Jerusalem – the gateway to God.
The city of Jerusalem which is smaller than a square mile has been conquered on 40 occasions and been overrun and destroyed 18 separate times. This controversial holy land and ‘city of peace’ (meaning of Jerusalem) has had walls surrounding it to keep off invaders and with its walls comes its gates. The walls of Jerusalem are two and a half miles long and can be walked around briskly in two hour.
Most of the walls of Jerusalem as we see them today go back to the early 1500 when Suleiman the great undertook the urban renewal of Jerusalem. When the Turks took control of it, the city was in poor condition and so Suleiman began to renew the walls. He maintained the holy places and improved the water system
However the work was done quickly and often carelessly. It is obvious that many of the large stones displaced when the Roman destroyed the city of Jerusalem in the first century, were hap hazardly set in place by Suleiman’s workers. Sometimes old Roman engravings can be found upside down or out of place.
The first ones to build a wall around Jerusalem were the Jebusites and they did these 4500 years ago. However they inadvertently left the Gihon springs outside the walls. They then cut an underground secret tunnel to the spring in order to be not cut off from water supply should they be attacked by an enemy. It was near the spring that they also cut the first gate of Jerusalem so that in times of peace the water could be easily carried into the city.
Over a period of time Jerusalem had more than 50 gates each named for the everyday commerce they allowed, such as the sheep gate or horse gate and even the water gate. There were gates named for prophets and tribes of Israel and there were gates named to the places to which they lived. Over the centuries new gates were cut which later disappeared. The ruins of new entrances are constantly being located in excavations in the city.
In the early 1980’s work was begun to renovate the plaza in the Muslim quarter. During the construction the ruins of a magnificent second century Roman gate was exposed. As the workers dug further they found Roman ruins along with relics from the crusades.
The portals of history have stories to tell, each one unique. Of the eight gates that stand today, seven are in use while one, the beautiful gate is walled up today. The Golden gate or the beautiful gate is a double entry gate which was bricked up by the Muslims determined to thwart Jewish prophecy. It was the belief that when the Messiah would come he would come from the East, the path through the Golden Gate. This was the very gate that Jesus made his triumphant entry into Jerusalem.
Among the other gates are the Zion gate in the south west which is riddled by bullet hole during the six day and other wars with Israels neighbours. TheJaffa gate in the west has welcomed the trade and ideas of empires. The new gate in the North West was cut to allow direct route into the Christian quarter.The Damascus gate in the north is the most dramatic and elaborately designed of all gates. It is the gateway to the Muslim quarter. Herod’s gate in the north east is an entry for the humble.The Lions gate in the east leads into the Muslim quarter and out to the Mount of Olives.

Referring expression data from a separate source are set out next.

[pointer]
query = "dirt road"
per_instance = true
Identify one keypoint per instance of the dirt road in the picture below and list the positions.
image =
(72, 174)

In the south, the dung gate takes us back to the days of Kings David and Solomon. The dung gate leads out to the Kidron valley and takes us back to the origins of Jewish settlement in this region.
While the current gate structure was built by Suleman the gate itself points back to a history stretching far back in time right to the point when the Jewish nation and old Jerusalem were forever entwined. It dates back to over 1000 years before Christ when then new King David captured the city from the Jebusites. At the time, the walled city was called Jebus and was considered one of the strongest fortresses in the area.
The Jebusites were confident of their defences and when David led his troops on the city they scoffed at him. But David’s chief general and nephew learned about the secret of the Gihon spring that was dug to protect the city’s water supply. David sent his nephew Joab to find a way beneath the walls and into the city. It is believed that the shaft Joab climbed to enter the city is the one now called Warren shaft named after Charles Warren the British explorer.
The stories behind the gates that protect the spirit of the city; these are the doorways that lead us to some of the holiest shrines in history.